For all that though, Deepholm is probably my least favorite zone thus far. After the excitement that was Vashj’ir, the story and quests here felt slightly bland. The shallow part of me also compels to state that I’m not a fan of caves, canopy, or any dark, foreboding places. I don’t get claustrophobic, but I do prefer questing beneath an open sky, if that makes any sense at all.
But then we get to Uldum, which is another story.
I’m not even done yet, but I think the Egyptian-inspired Uldum is my favorite zone so far, with its quirky-looking inhabitants and a very intriguing storyline. What I didn’t expect was how humorous the quests were in this area. We have the legendary Harrison Jones to thank for that, methinks. I now I have my first crush ever on a WoW NPC.
Is it strange that I’m proud to be Alliance just so I can learn Archaeology from the greatness that is Harrison Jones?
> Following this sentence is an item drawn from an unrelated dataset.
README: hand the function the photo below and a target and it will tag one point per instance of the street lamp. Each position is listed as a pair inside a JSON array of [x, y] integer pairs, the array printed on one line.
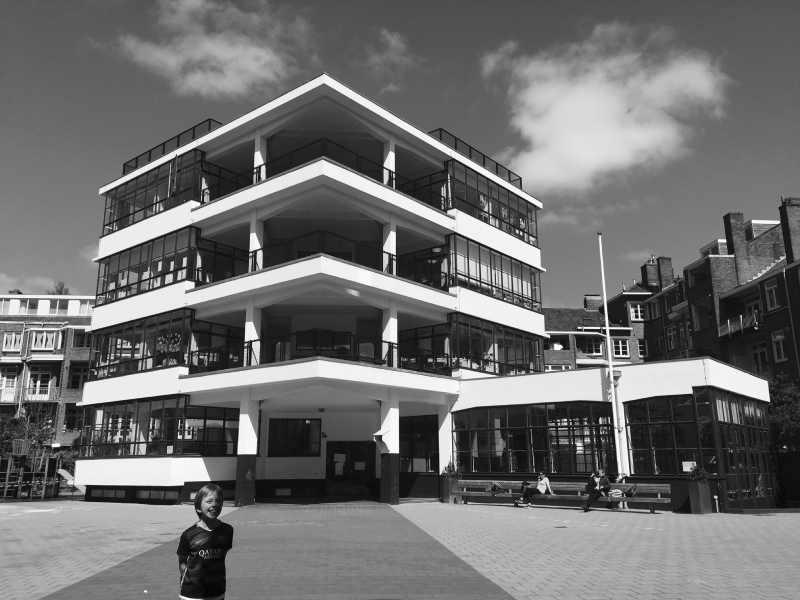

I think it helps that I simply adore the original Indiana Jones trilogy (The Last Crusade is one of my favorites of all time, you just can’t go wrong with both Harrison Ford and Sean Connery in the same movie) and I loved all the Indy references, many of which were obvious while others were more subtle. At around level 83, the amount of experience required to level increases significantly, so by the time I was in the 84-85 stretch I was thankful for all the amusing quests to keep me going.
I hit level 85 somewhere in the middle of Uldum, so now I’ll have to finish that as well as the Twilight Highlands, which I have yet to even set foot in. A bulk of Cataclysm’s new content is in old Azeroth, but there’s still a shockingly huge amount of stuff to do at 80+, and even though I’m at 85 now, a part of me feels like I’ve barely begun to scratch the surface.
I usually throw my full attention into new games and expansions, so it’s no surprise that lately I’ve been playing a lot of WoW, but I’ve since discovered that the leveling process is what I enjoy most, especially since I do it ALL of it with my better half, and that includes alts. So it remains to be seen whether or not the game can hold me for the long run, especially since I seem to have lost the taste for endgame raiding and grinding heroics. Still, I have to admit Catacylsm is probably my favorite expansion so far, and I’m quite impressed with everything I’ve seen.